Ich möchte meine zahnärztliche Praxis weiterhin auf eine persönliche, vertrauensvolle Beziehung zwischen Arzt und Patient aufbauen. Wir leben in einer Zeit, in der die Medizin immer anonymer wird. Der Trend geht zu immer größeren Kliniken, da sie oft die einzigen sind, die die immer weiter steigenden Kosten tragen können. Dabei geht aber oft die Menschlichkeit verloren. Der Zahnarztberuf erfordert nicht nur besondere Feinmotorik und Präzision, sondern auch Sensibilität. Auch in einem „ungesunden“ Gesundheitssystem versuchen wir, die zahnärztliche Versorgung nicht nur qualitativ hochwertig, sondern auch bezahlbar zu machen.
Wie groß ist Ihr Team und nach welchen Kriterien haben Sie es zusammengestellt?
Im Jahr 2015 begannen wir mit fünf von uns. Ab September 2023 werden wir 16 sein. Die Kriterien sind harte Arbeit und der Wunsch zu lernen. Wir bilden schnell und gründlich aus. Meine Mitarbeiter übernehmen schnell Verantwortung und können selbstständig arbeiten. Am Anfang ist es sicher viel Arbeit, aber in der Praxis haben wir einige der am besten ausgebildeten Mitarbeiter in der Region Stuttgart. Wenn Sie unsere Ausbildung überstanden haben, brauchen Sie nur noch einen Sinn für Humor, um unsere Witze zu ertragen (Anmerkung des Autors - das Interview wurde im August 2023 aufgezeichnet).

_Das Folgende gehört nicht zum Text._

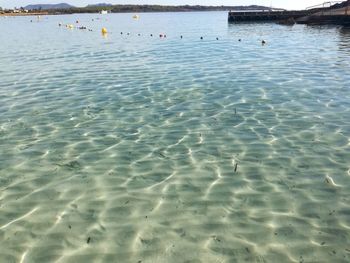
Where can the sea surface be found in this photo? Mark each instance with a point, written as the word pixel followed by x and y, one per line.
pixel 139 148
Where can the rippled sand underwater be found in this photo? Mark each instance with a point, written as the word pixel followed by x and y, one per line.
pixel 140 149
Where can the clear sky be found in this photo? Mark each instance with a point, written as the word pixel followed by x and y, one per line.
pixel 288 4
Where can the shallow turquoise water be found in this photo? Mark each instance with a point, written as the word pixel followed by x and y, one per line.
pixel 129 148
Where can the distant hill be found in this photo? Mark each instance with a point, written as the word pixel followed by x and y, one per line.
pixel 96 8
pixel 99 4
pixel 48 6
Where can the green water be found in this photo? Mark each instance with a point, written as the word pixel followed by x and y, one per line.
pixel 136 148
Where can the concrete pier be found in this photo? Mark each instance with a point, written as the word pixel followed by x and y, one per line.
pixel 336 14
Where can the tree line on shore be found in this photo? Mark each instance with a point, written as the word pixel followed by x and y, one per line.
pixel 150 8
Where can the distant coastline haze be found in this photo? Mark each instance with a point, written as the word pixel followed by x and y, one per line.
pixel 287 4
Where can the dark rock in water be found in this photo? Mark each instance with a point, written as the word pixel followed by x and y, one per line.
pixel 288 22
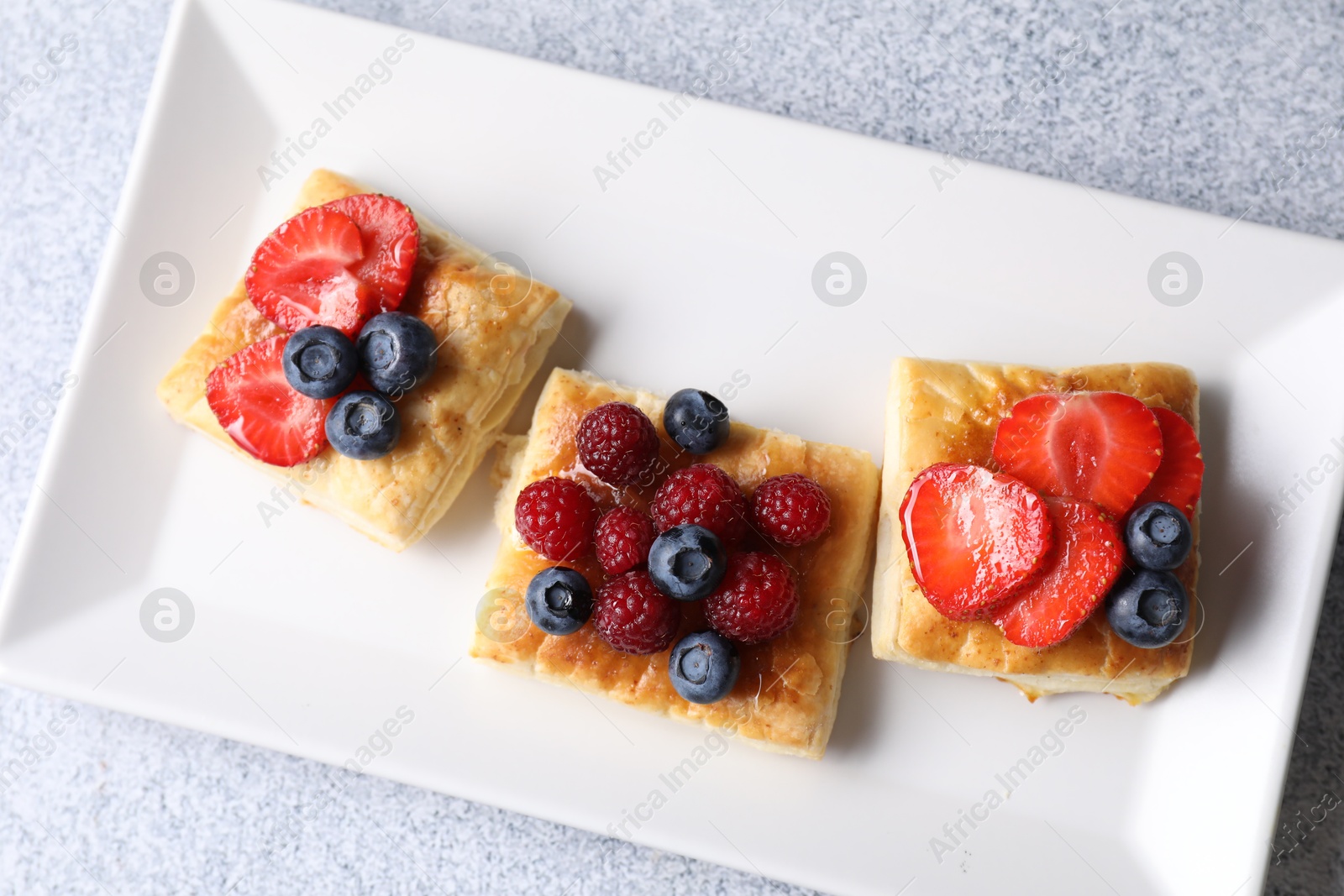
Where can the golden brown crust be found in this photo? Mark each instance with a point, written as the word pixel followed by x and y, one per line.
pixel 491 349
pixel 788 691
pixel 951 411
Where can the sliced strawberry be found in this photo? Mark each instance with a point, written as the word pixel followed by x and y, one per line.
pixel 1180 476
pixel 391 244
pixel 974 537
pixel 1075 577
pixel 300 275
pixel 1090 446
pixel 261 411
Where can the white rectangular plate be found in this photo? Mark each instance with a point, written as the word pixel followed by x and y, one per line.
pixel 694 265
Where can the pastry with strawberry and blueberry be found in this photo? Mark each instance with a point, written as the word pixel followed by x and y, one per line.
pixel 369 354
pixel 1041 526
pixel 682 562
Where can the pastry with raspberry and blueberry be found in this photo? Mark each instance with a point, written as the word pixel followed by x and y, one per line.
pixel 717 567
pixel 369 355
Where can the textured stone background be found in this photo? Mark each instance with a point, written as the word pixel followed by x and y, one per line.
pixel 1196 102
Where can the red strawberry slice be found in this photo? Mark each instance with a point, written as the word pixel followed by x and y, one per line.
pixel 1180 476
pixel 1074 578
pixel 300 275
pixel 261 411
pixel 391 244
pixel 974 537
pixel 1090 446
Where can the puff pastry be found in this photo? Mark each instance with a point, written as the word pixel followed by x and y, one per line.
pixel 495 335
pixel 951 411
pixel 788 691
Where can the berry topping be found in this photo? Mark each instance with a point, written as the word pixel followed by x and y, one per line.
pixel 555 519
pixel 1148 609
pixel 790 508
pixel 703 667
pixel 972 537
pixel 696 421
pixel 320 362
pixel 259 409
pixel 1075 577
pixel 559 600
pixel 300 275
pixel 635 617
pixel 1180 476
pixel 363 425
pixel 396 352
pixel 1090 446
pixel 687 562
pixel 618 443
pixel 1159 537
pixel 391 242
pixel 757 600
pixel 702 495
pixel 622 540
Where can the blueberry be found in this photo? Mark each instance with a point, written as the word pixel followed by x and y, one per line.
pixel 696 421
pixel 1159 537
pixel 1148 609
pixel 559 600
pixel 687 562
pixel 703 667
pixel 363 425
pixel 396 352
pixel 320 362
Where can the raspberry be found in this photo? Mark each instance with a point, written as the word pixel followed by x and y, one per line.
pixel 622 540
pixel 635 617
pixel 617 443
pixel 792 510
pixel 555 517
pixel 702 495
pixel 757 600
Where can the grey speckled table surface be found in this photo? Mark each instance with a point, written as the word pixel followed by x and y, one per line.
pixel 1231 107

Was war die größte Erkenntnis, die Sie seit der Eröffnung Ihrer eigenen Praxis gewonnen haben?
Sie brauchen ein hohes Maß an Stressresistenz und organisatorischem Weitblick. Sie sind nicht mehr nur ein Zahnarzt, sondern ein Unternehmer und ein bürokratisches Monstrum.

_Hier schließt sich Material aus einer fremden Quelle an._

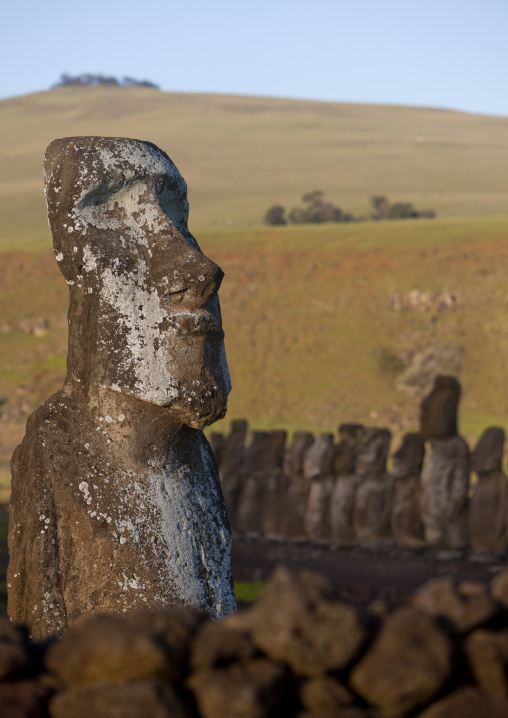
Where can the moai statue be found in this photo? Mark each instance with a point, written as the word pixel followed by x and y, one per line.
pixel 342 501
pixel 317 469
pixel 116 500
pixel 406 520
pixel 272 485
pixel 249 513
pixel 231 465
pixel 373 502
pixel 488 507
pixel 295 489
pixel 445 476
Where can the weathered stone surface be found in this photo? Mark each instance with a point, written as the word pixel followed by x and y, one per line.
pixel 467 702
pixel 216 441
pixel 487 652
pixel 112 649
pixel 499 588
pixel 23 699
pixel 324 693
pixel 317 469
pixel 295 485
pixel 438 414
pixel 116 500
pixel 406 518
pixel 406 666
pixel 232 456
pixel 468 605
pixel 132 700
pixel 13 649
pixel 445 486
pixel 217 644
pixel 342 500
pixel 298 621
pixel 243 690
pixel 373 501
pixel 488 506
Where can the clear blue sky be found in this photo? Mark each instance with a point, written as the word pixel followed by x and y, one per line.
pixel 439 53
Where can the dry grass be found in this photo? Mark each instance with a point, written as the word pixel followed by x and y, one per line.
pixel 312 337
pixel 241 154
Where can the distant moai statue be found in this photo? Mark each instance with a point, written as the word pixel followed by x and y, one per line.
pixel 231 465
pixel 342 501
pixel 249 513
pixel 373 502
pixel 272 515
pixel 317 469
pixel 295 490
pixel 406 518
pixel 488 507
pixel 116 500
pixel 216 441
pixel 445 476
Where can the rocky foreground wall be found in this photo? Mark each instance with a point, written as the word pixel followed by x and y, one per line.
pixel 298 651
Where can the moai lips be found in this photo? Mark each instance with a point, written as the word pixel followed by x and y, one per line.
pixel 488 507
pixel 116 499
pixel 445 476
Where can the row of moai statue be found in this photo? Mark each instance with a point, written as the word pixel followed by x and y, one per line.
pixel 325 490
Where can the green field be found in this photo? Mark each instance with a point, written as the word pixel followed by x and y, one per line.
pixel 321 326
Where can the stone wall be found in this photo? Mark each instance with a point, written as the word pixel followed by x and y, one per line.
pixel 298 651
pixel 337 488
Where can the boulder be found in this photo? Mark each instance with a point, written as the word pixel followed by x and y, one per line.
pixel 406 666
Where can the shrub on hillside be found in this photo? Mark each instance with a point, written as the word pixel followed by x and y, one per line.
pixel 399 210
pixel 314 210
pixel 275 215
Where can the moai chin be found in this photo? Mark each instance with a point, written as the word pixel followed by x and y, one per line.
pixel 317 469
pixel 488 507
pixel 116 501
pixel 406 518
pixel 342 501
pixel 445 476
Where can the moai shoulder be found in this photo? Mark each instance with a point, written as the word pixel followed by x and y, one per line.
pixel 116 500
pixel 407 462
pixel 373 500
pixel 445 476
pixel 488 508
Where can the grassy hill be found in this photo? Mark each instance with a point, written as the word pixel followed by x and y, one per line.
pixel 239 155
pixel 324 323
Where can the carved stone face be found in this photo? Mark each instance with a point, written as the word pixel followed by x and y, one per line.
pixel 144 302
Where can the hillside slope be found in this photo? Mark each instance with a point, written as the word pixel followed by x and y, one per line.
pixel 323 324
pixel 239 155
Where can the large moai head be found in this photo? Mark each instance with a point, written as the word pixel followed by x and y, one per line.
pixel 438 416
pixel 408 459
pixel 144 315
pixel 488 452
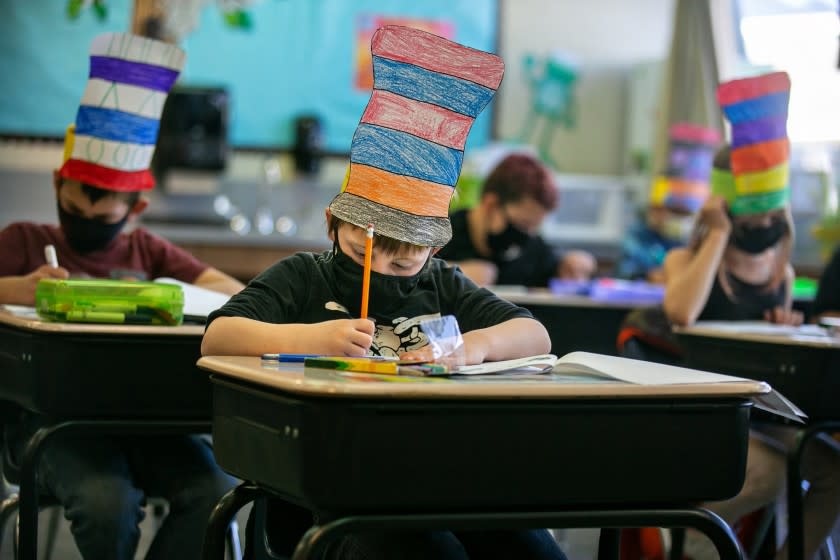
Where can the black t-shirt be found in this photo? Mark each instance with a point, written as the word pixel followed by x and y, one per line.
pixel 305 288
pixel 750 301
pixel 828 293
pixel 533 264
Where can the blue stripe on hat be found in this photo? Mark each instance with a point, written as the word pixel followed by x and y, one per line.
pixel 774 104
pixel 119 126
pixel 134 73
pixel 408 80
pixel 405 154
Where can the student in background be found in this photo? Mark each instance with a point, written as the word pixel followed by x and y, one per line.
pixel 101 482
pixel 827 302
pixel 497 242
pixel 675 198
pixel 737 268
pixel 310 303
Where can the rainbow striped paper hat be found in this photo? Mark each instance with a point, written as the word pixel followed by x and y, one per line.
pixel 684 186
pixel 757 109
pixel 113 140
pixel 407 151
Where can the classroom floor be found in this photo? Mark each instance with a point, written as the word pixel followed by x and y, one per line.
pixel 578 544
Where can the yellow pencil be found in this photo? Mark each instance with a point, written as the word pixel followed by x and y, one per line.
pixel 366 277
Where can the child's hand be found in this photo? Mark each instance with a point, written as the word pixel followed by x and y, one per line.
pixel 30 281
pixel 344 337
pixel 713 214
pixel 783 316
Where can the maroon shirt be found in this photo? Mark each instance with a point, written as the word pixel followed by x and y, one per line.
pixel 139 254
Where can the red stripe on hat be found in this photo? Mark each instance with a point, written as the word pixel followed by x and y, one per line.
pixel 425 120
pixel 749 88
pixel 106 177
pixel 759 157
pixel 415 196
pixel 405 44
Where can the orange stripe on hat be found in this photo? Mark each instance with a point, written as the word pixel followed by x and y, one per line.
pixel 411 195
pixel 760 157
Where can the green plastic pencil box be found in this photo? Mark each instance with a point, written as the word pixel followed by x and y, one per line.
pixel 109 301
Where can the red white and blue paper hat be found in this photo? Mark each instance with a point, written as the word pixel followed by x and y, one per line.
pixel 113 140
pixel 407 151
pixel 757 109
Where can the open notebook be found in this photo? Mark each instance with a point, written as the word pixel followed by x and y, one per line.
pixel 198 302
pixel 627 370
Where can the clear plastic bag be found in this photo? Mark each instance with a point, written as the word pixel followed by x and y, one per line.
pixel 445 340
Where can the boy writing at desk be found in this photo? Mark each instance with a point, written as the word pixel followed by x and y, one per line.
pixel 405 158
pixel 737 268
pixel 101 483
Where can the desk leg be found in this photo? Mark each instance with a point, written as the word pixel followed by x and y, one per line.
pixel 221 516
pixel 609 544
pixel 28 542
pixel 314 542
pixel 796 523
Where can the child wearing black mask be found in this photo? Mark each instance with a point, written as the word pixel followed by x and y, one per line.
pixel 310 303
pixel 497 241
pixel 737 268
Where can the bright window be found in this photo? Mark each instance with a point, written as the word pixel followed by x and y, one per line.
pixel 800 37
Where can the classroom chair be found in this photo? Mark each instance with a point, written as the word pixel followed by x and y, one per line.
pixel 10 504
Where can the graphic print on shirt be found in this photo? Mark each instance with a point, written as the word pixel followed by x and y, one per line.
pixel 403 335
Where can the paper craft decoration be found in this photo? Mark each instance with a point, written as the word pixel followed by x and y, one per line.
pixel 757 108
pixel 684 185
pixel 407 151
pixel 113 140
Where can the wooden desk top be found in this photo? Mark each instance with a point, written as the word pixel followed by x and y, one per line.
pixel 328 383
pixel 25 318
pixel 759 331
pixel 547 298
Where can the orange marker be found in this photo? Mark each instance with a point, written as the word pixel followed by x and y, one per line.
pixel 366 274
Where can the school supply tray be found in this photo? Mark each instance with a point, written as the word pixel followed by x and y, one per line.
pixel 356 455
pixel 805 375
pixel 109 301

Was hat sich in Ihrem Berufsleben seit dem 24.02.22 geändert?
Ich werde diesen Tag nie vergessen. Ich befand mich mitten in einer Sitzung mit Architekten, Bauleitern, Ingenieuren usw. Dann unterbrachen wir die Sitzung, und ich konnte meine Tränen nicht zurückhalten. Ich wusste, dass das, was als nächstes passieren würde, schrecklich sein würde.

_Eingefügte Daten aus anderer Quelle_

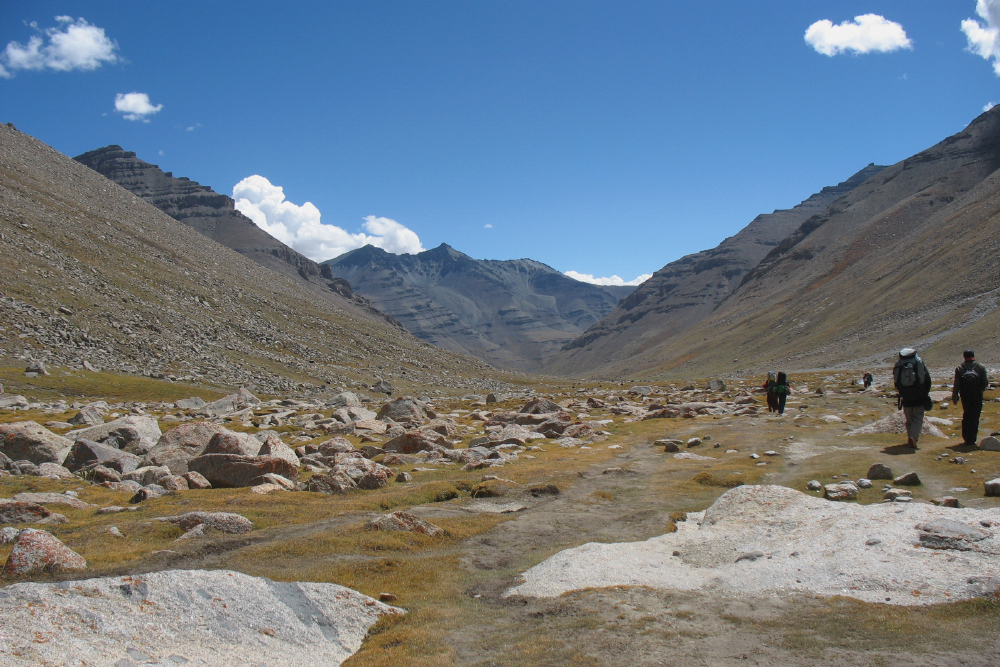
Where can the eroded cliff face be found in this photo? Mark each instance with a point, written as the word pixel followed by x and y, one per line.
pixel 686 291
pixel 515 314
pixel 214 215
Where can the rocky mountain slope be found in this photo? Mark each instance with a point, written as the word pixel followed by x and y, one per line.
pixel 215 216
pixel 516 314
pixel 906 258
pixel 687 290
pixel 94 274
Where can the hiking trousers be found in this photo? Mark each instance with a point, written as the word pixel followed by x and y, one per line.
pixel 971 410
pixel 914 421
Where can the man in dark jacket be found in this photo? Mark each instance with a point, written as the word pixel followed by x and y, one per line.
pixel 970 384
pixel 913 383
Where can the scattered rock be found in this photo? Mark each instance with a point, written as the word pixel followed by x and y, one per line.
pixel 404 521
pixel 38 551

Seitdem sind die Tage, Wochen und Monate wie im Flug vergangen. Ich habe meine Praxis aufgebaut, bin mit humanitären Hilfsgütern an die ukrainische Grenze gefahren und habe jeden Samstag Ukrainer ohne Aufpreis behandelt. Ich habe auch viel von meinem eigenen Geld für Hilfsfonds und -projekte ausgegeben und meiner eigenen Familie und Freunden geholfen. Das alles ging an die Grenze meiner Möglichkeiten, sowohl beruflich als auch persönlich.
Welchen Rat würden Sie zukünftigen Praxisgründern geben?
Dieser Rat wäre ein ganzes Buch wert. Kurz gesagt: Entweder Sie haben oder nehmen viel Geld und delegieren an andere Unternehmen, die Ihnen den Weg ebnen, oder Sie eignen sich das Know-how langsam selbst an, während Sie irgendwo anders arbeiten.
Auf jeden Fall ist es kein einfacher Weg)
Der Beruf des Zahnarztes erfordert nicht nur eine besondere Feinmotorik und Präzision, sondern auch Sensibilität.